Le mariage de Figaro de Beaumarchais a été joué pour la première fois en 1784 à la Comédie Française, enfin libéré de plusieurs années de censure royale. Succès instantané - 68 représentations consécutives ont suivi la première - , la pièce a séduit Mozart, qui trouvait son sujet licencieux, libertin et intéressant. Si bien que deux ans plus tard, il créait l'opéra Les noces de Figaro. Le Théâtre du Nouveau Monde entre dans l'année avec une mise en scène du Mariage signée Normand Chouinard.

«À 60 ans, j'arrive à un point où ce qui m'intéresse le plus est la mise en scène», me confie Normand Chouinard, que j'ai rencontré dans la salle de répétition du TNM, à quelques jours du congé des Fêtes.

 

Au TNM, où il est embauché pour une troisième fois (après Ubu roi et L'hôtel du libre-échange), Lorraine Pintal a pris l'habitude de lui confier des mises en scène de comédies festives. Un mandat qu'il embrasse dans la bonne humeur. «J'aime ça. Cela fait partie de ma nature de travailler avec une troupe. Il y a dans ces pièces une folie, quelque chose de pétillant qui me ressemble», exprime celui qui célèbre cette année ses 40 ans de métier.

Pour ce Mariage de Figaro, dont c'est la quatrième mouture québécoise depuis 1971, Chouinard a fait appel à des acteurs de renom (Emmanuel Bilodeau, Violette Chauveau, Normand D'Amour) ainsi qu'à des recrues à qui il a enseigné au Conservatoire. «C'est ce que j'appelle le service après-vente», dit Chouinard, qui a notamment confié des rôles à Bénédicte Décary, Alexandre Daneau, Catherine De Gresley et Catherine B. Lavoie.
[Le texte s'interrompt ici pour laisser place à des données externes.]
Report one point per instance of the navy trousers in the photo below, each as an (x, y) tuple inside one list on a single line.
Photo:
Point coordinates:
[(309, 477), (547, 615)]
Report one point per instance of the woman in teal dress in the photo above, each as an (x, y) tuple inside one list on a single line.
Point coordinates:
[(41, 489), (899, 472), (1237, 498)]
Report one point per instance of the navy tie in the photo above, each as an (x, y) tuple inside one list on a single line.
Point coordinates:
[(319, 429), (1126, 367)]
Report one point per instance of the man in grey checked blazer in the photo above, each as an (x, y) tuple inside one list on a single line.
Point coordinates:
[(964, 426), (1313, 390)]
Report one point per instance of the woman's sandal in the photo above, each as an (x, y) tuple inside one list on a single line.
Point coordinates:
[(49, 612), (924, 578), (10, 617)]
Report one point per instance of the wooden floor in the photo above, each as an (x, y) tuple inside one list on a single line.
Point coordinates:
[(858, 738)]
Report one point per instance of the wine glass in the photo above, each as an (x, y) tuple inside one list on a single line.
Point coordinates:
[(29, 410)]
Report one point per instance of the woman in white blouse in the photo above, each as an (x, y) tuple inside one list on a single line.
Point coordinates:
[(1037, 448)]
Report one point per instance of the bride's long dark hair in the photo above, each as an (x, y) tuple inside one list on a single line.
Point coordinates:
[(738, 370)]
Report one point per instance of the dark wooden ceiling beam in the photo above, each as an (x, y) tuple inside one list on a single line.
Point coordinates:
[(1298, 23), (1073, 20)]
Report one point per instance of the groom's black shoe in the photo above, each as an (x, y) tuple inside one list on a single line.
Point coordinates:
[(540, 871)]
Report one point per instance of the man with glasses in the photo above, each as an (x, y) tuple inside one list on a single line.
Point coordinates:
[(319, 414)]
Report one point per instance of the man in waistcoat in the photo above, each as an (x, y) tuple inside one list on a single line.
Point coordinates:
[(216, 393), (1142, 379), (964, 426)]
Il y aura des moments chantés, promet le metteur en scène qui a «saupoudré» le spectacle de passages musicaux. «Je fais chanter les acteurs. Il y a aussi un musicien sur scène, dont c'est la tâche de composer la musique du mariage, qui se promène dans les pièces de la maison pour écrire.»

Le mariage, puis Les noces

Le commun des mortels connaît davantage Les noces de Figaro de Mozart que la pièce de Beaumarchais, de souligner Normand Chouinard. «Je me suis dit qu'il fallait mélanger les deux oeuvres, et ne pas faire semblant que l'opéra n'existe pas. C'est pourquoi j'ai ajouté ces petits extraits musicaux un peu partout, comme des clins d'oeil.»

Le mariage de Figaro, rappelle-t-il, est le centre nerveux d'une trilogie qui commence avec Le barbier de Séville et se clôt avec La mère coupable.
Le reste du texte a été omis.